Tan Ki langsung menepuk batok kepalanya sendiri. “Apakah tujuanmu memang bangunan ini?”
“Tidak salah!” sahut Kiau Hun dingin. “Untuk apa?”
“Bukan urusanmu!”
“Aku menanyakanmu tentang hal ini hanya karena bermaksud baik. Sama sekali tidak ter-kandung niat lainnya. Mengapa kau selalu bicara dengan ketus dan nada dingin kepadaku? Pemilik bangunan ini merupakan raja iblis yang paling ditakuti di zaman ini. Di dalam bangunan ini, setiap langkah telah dipasang perangkap. Di mana-mana terdapat bahaya mengintai. Begitu masuk ke dalam, ibarat terjerat jaring maut, hidup tidak mungkin, mati sudah pasti. Meskipun kau sudah mendapat didikan ilmu silat dari Ciu Cang Po, namun tetap saja tidak boleh ceroboh. Dengan tidak berpikir panjang lagi langsung ini masuk ke dalam.” kata Tan Ki menasehati.

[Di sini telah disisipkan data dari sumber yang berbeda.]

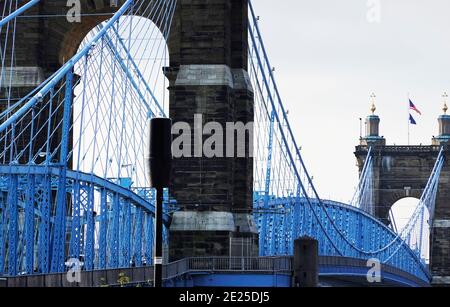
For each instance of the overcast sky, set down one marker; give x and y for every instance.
(329, 58)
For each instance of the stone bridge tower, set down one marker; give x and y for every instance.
(207, 76)
(403, 171)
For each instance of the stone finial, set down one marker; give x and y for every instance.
(373, 108)
(445, 108)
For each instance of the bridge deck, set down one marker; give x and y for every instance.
(333, 270)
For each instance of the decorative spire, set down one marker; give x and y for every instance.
(373, 108)
(445, 108)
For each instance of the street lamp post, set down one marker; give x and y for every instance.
(160, 163)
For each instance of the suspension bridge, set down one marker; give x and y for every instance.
(76, 100)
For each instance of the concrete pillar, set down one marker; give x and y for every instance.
(209, 83)
(306, 262)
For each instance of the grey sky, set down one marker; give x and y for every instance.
(328, 60)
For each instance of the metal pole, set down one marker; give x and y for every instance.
(158, 239)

Ucapan ini dicetuskan dengan lancar. Maknanya sangat dalam dan keluar dari lubuk hati yang paling dalam. Nadanya mengandung perasaan khawatir dan penuh perhatian.
Kiau Hun yang mendengarnya sampai terharu. Hatinya terasa pilu, air matanya pun mengalir dengan deras. Tetapi dia masih merasa kesal.

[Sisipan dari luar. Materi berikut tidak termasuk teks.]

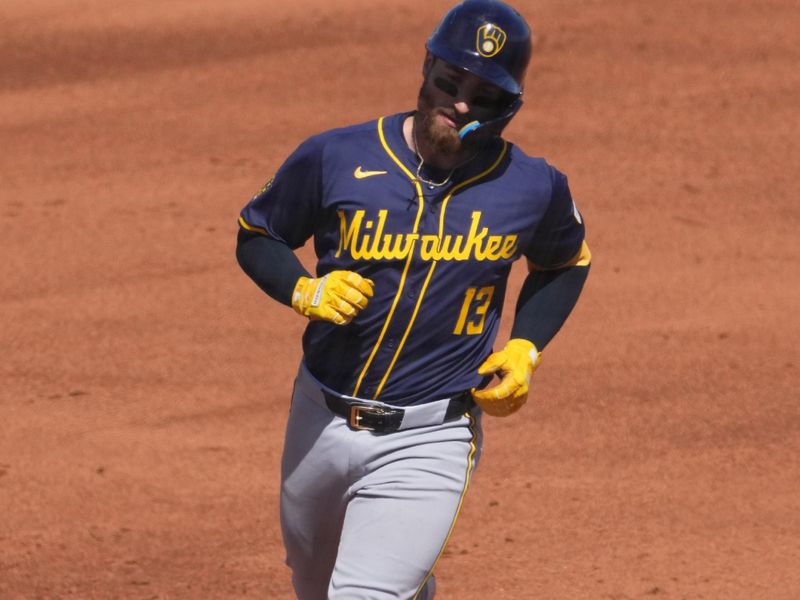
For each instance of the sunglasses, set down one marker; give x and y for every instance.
(482, 101)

“Kau toh sudah mempunyai perempuan jahat itu, mengapa masih berpura-pura seakan penuh perhatian terhadap diriku?”
Tan Ki menarik nafas panjang.
“Aku sudah mengatakan bahwa semua itu hanya salah paham, kau masih juga tidak percaya. Apalagi yang dapat kulakukan?”
Di saat bicara itulah, tiba-tiba terdengar suara suitan yang panjang. Dibawa oleh hembusan angin bagai kilat yang menyambar sebelum hari hujan. Kumandangnya memecahkan keheningan. Kedua orang itu merasa hatinya tercekat. Jantungpun laksana diganduli beban yang berat. Dalam waktu yang bersamaan, mereka memalingkan wajahnya, tampak sesosok bayangan sedang melesat keluar bagai terbang. Kedua kakinya terus bergerak. Kecepatannya bagai anak panah yang meluncur. Dalam sekejap mata, dia sudah berdiri di atas jembatan yang terdapat di depan bangunan.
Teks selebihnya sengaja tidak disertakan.